My advice is to thoroughly evaluate through urodynamic tests,
cystoscophy, blood work, PSA (with biopsy if indicated) what and where
the problem really is. If you indeed have BPH – fix it. I am among
those extremely satisfied and grateful for my PVP – but I would add that
I would rather have a TURP by the best TURP surgeon in the country than
a PVP by the worst PVP surgeon. The skill of my surgeon fixed my BPH.
PVP Dec 2003, Dr Te
Spread_democra 2009-01-24 14:42:25
This has been an excellent thread. I like the logic, too, that if you
really need to have a surgical procedure done, then do it, …being too
young is irrelevant. Meds are there to help, but if the meds don’t help,
then there is surgery.
Let me add a few points that have not yet been covered.
Because you are so young: Did your doctors thoroughly test for, and rule
out, Prostatitis? If not, why not? Your age should have been an
indicator, in my opinion. And, did they put you on more than one
antibiotic and as many as 3 if they were not certain of the specific
bacteria causing your prostatitis? What about blood tests to determine if
one of your other hormones is a potential indicator of an endocrine problem
that might be treatable by an endocrinologist instead of a urologist? If
not, Did you at least have blood tests prescribed by your Urologists to
determine your DHT levels? If you did, did you learn that you had
abnormally high DHT levels? If you DHT is not alarmingly high, or at the
very least above average for your age range, can they explain why your
prostate is growing? If the DHT levels are indeed very high, did your
doctors THEN put you on the highly publicized combination therapy of
“FLOMAX”, [or UROXATROL, (XATROL), or one of the other 2 similar-acting
drugs], …along with “PROSCAR” or “AVODART”? Have you been on PRO or AVO
for at least 14 months without seeing any improvement, meaning, without the
prostate reducing in size somewhat? Have they ruled out other causes of
prostate growth than the ones mentioned above? (I did note did not
tolerate FLO or XATROL very well, but did you try the other two?)
These are just some questions I would force the doctors to grapple with if I
were going through this at age 34.
Here’s wishing you all the best.
Jay1000 2009-01-24 16:31:23
Agree that retention is serious but so is surgery. Your uro can check for
retention with a simple bladder sonogram. It is possible to have BPH
without retention. Then the decision for surgery is less clear cut.
Chockman 2009-01-24 16:31:32
Thought you would be interested in the response from Urologix about the
difference between Prostatron and Targis…Find it below…
“The Targis is our original unit – the Prostatron is the unit that we
bought from Europe in the year 2000. They both do the same treatment –
The Targis has a wider range of catheter sizes to treat larger glands.
Thank you for your inquiry!
Urologix Customer Service
“Clear information guides everyone in the right direction.”

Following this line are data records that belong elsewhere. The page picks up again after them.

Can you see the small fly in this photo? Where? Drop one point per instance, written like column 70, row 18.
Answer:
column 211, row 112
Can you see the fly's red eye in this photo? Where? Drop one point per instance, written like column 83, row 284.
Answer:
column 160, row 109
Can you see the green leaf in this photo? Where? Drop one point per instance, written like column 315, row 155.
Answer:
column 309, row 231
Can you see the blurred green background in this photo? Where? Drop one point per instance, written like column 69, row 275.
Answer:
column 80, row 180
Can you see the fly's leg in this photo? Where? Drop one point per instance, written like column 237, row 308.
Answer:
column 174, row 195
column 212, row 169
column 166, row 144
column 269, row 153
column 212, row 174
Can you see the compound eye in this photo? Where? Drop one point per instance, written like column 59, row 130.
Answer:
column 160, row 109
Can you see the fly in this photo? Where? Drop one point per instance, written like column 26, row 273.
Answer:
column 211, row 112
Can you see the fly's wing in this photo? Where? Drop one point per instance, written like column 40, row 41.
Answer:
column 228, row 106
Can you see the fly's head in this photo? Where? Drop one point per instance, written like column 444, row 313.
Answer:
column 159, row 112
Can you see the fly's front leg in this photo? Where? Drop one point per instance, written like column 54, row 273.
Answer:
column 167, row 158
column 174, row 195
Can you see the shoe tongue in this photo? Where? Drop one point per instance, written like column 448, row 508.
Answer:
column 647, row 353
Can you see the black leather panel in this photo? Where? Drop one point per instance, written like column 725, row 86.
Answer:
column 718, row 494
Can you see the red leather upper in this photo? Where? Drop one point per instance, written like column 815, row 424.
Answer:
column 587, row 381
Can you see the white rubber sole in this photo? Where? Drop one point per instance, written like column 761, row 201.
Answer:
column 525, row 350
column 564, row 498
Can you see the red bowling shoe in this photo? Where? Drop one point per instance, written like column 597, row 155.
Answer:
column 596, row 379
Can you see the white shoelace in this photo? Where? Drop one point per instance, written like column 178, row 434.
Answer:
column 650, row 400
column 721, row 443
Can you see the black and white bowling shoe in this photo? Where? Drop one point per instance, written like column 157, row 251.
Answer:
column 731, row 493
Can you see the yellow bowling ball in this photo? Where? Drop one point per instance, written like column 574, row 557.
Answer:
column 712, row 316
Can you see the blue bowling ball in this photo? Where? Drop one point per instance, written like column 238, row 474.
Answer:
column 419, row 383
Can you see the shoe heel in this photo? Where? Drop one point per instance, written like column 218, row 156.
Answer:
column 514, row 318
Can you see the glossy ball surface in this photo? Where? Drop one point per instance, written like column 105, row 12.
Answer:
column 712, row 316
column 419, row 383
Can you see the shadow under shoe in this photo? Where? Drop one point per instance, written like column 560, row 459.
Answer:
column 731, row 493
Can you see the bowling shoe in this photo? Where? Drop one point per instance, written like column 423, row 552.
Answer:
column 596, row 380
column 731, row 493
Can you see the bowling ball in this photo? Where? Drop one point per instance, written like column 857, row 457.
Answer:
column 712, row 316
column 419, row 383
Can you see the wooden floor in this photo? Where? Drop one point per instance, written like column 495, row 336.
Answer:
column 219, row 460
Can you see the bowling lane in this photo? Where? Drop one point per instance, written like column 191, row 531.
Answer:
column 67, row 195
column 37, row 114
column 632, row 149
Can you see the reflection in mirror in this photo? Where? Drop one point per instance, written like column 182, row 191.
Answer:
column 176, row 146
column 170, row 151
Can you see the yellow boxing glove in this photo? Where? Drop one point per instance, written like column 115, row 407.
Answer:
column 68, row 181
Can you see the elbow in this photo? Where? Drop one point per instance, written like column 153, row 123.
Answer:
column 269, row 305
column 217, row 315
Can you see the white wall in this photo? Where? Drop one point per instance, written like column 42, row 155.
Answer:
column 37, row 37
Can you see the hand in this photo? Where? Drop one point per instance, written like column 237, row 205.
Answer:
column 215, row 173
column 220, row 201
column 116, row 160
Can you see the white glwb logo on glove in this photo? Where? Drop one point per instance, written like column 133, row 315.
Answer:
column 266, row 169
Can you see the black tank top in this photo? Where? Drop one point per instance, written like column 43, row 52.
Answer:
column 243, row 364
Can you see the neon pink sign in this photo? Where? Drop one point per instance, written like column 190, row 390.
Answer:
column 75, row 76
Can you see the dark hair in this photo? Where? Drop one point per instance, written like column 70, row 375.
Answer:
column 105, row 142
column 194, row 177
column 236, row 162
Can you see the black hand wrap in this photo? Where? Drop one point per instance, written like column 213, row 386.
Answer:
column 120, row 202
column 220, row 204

From: Clyde & Carolyn Hockman [mailto:firstname.lastname@example.org] Sent: Friday, November 18, 2005 11:44 AM
Subject: Targis Vs Prostatron
I would appreciate information explaining the difference between
Prostatron and Targis systems. Thanks. Chockman@canby.com
Chockman 2009-01-24 16:31:43
Take a look at the AUA study for research about the various BPH
treatment methods…wealth of information there if you search it out.
Rich256 2009-01-24 16:31:46
Now I am more puzzled. A URO group here just “updated” to a Targis.